Weibliche Behauptungskämpfe
Yasmina Rezas Ihre Version des Spiels beginnt fast wie der Empfang einer Königin. Dem städtischen Bibliothekar im kleinen Vilan-en-Volène, Roland Boulanger, ist es gelungen, die Erfolgsautorin Nathalie Oppenheim zur Teilnahme an einem seiner literarischen Abende zu gewinnen, um hier aus ihrem neuesten Roman „Das Land des Überdrusses“ auszugsweise zu lesen. Zwischendurch soll sie sich den Fragen einer Kulturjournalistin stellen. Auf der kleinen Bühne des Kölner Horizont-Theaters (mit ein wenig Mobiliar ausgestattet) brilliert zunächst einmal Thomas Wenzel mit einer selbstverliebten Ansprache Boulangers an das Publikum. In seinem Sendungseifer biegt dieser Möchtegern-Literat seinen Körper hin und her, aus seinem Mund träufelt klebriger Wort-Honig, Stimme und Blicke verraten Selbstverliebtheit. Eine köstliche Szene ohne Übertreibungen, wie sie hier leicht vorstellbar wären. Claudia Holzapfel, als Nathalie schick aufgemacht, das Haar hochgesteckt und im Auftreten ganz Dame, lässt die ganze Vorstellung mit etwas gezwungenem Lächeln über sich ergehen, reagiert auch höflich auf Boulangers verschämtes Geständnis, dass er sich als Gelegenheitsdichter versuche. So viel an Blümeranz. Dann aber naht die Journalistin mit dem kämpferischen Namen Rosanna Ertel-Keval.

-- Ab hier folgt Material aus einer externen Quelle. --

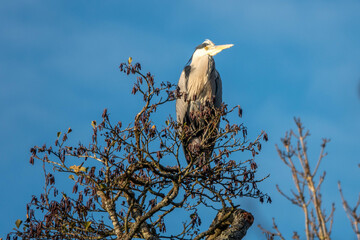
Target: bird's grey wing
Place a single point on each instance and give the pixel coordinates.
(182, 106)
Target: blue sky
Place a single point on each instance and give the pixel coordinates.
(58, 69)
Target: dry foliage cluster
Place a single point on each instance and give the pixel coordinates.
(307, 196)
(129, 179)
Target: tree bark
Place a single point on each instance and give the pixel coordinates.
(232, 228)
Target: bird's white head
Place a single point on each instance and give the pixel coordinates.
(209, 48)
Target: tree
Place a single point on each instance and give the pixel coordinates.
(129, 179)
(318, 224)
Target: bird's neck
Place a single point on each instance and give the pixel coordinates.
(199, 75)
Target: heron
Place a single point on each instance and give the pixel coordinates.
(200, 84)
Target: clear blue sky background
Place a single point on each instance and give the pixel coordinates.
(58, 69)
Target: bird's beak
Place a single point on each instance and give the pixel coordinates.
(216, 49)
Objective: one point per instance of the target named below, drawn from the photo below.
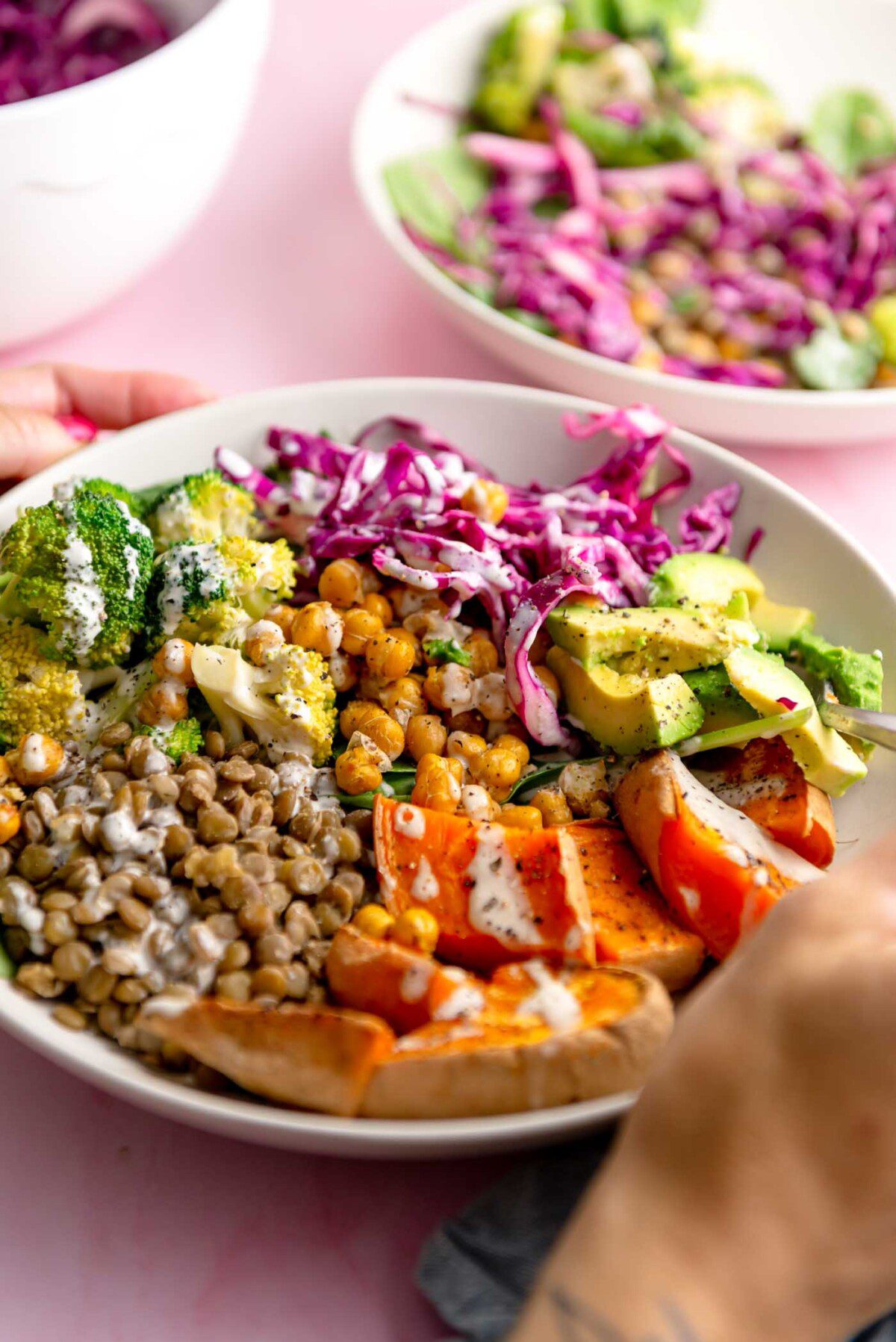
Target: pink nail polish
(78, 427)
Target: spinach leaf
(447, 650)
(431, 191)
(850, 126)
(830, 363)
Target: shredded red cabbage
(761, 242)
(397, 495)
(52, 45)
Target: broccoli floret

Wie der Name, so die Dame. Mit marmorkalten, hochnäsigen Gesichtszügen und penetrant snobistischem Wortfeuer (eine Affront-Haltung, die Anne Schröder souverän, auf Dauer nur etwas variationsarm vorführt) beginnt sie ihr Interview. Nicht das geringste Kompliment als Einstieg, sondern sofort der verbale Angriff. Ihre These: jeder Schriftsteller schreibe letztlich über eigene Erfahrungen und Erlebnisse, lege also - mehr oder weniger verklausuliert - äußere intime Geständnisse, lege möglicherweise sogar eine Beichte ab. Nathalie streitet Bezüglichkeiten zwischen sich und ihrer Romanheldin durchaus nicht ab, sieht sich durch die hartnäckige Eins-zu-Eins-Parallelisierung jedoch missverstanden und sogar zunehmend verunsichert. Weitere Fangfrage ist, wieso sie, die eigentlich öffentlichkeitsscheue Autorin, sich ausgerechnet in einem kulturell am Rande liegenden Kleinstädtchen dem Publikum zu öffnen bereit sei? Nathalie reagiert immer verstörter und auch aggressiver. Selbst der sanftmütige und beflissene Boulanger vermag irgendwann nicht mehr zu beschwichtigen. Die Auseinandersetzung endet mit einem hochmütigen Angang Rosannas.
Ob bei diesem Streit neuerlich ein Gott des Gemetzels am Werk ist oder ob das Zerstören von Intimität in einem zunehmend medial durchleuchteten Zeitalter Gegenstand von Kritik sein soll, ist nicht immer ganz leicht zu entscheiden. Und vorzeitig zaghafter Beifall bei der Horizont-Premiere zeigte, dass der Finalteil, ein Fast-Besäufnis aller Beteiligter nach der Veranstaltung, an welchem sich auch der in Sachen Literatur beflissene, aber ziemlich rüpelhafte Bürgermeister beteiligt (wuchtiger Auftritt von Georg B. Lenzen), vielleicht nicht die zwingendste Abrundung darstellt. Die Feuilletons reagierten auf die Berliner Uraufführung am Deutschen Theater im vergangenen Jahr jedenfalls einigermaßen gemischt, was ich freilich auf das gesamte Stück bezog.
Katharina Cromme und Horizont-Hausherr Christos Nicopoulos lassen eine Schlacht mit blitzenden Wortmessern ablaufen, spitzen die verbalen Pointen Yasmina Rezas inszenatorisch zu, salzen die Pointen kraftvoll, loten aber auch leisere Stimmungen aus. In Claudia Holzapfel besitzt das Regieteam freilich eine ungemein differenzierungsfähige Darstellerin. Mit scheuen Blicken und nervösen Gesten zeichnet sie den zunehmenden psychologischen Verfall Nathalies beklemmend nach. Wer Schauspieler-Virtuosität liebt, kommt auf seine Kosten.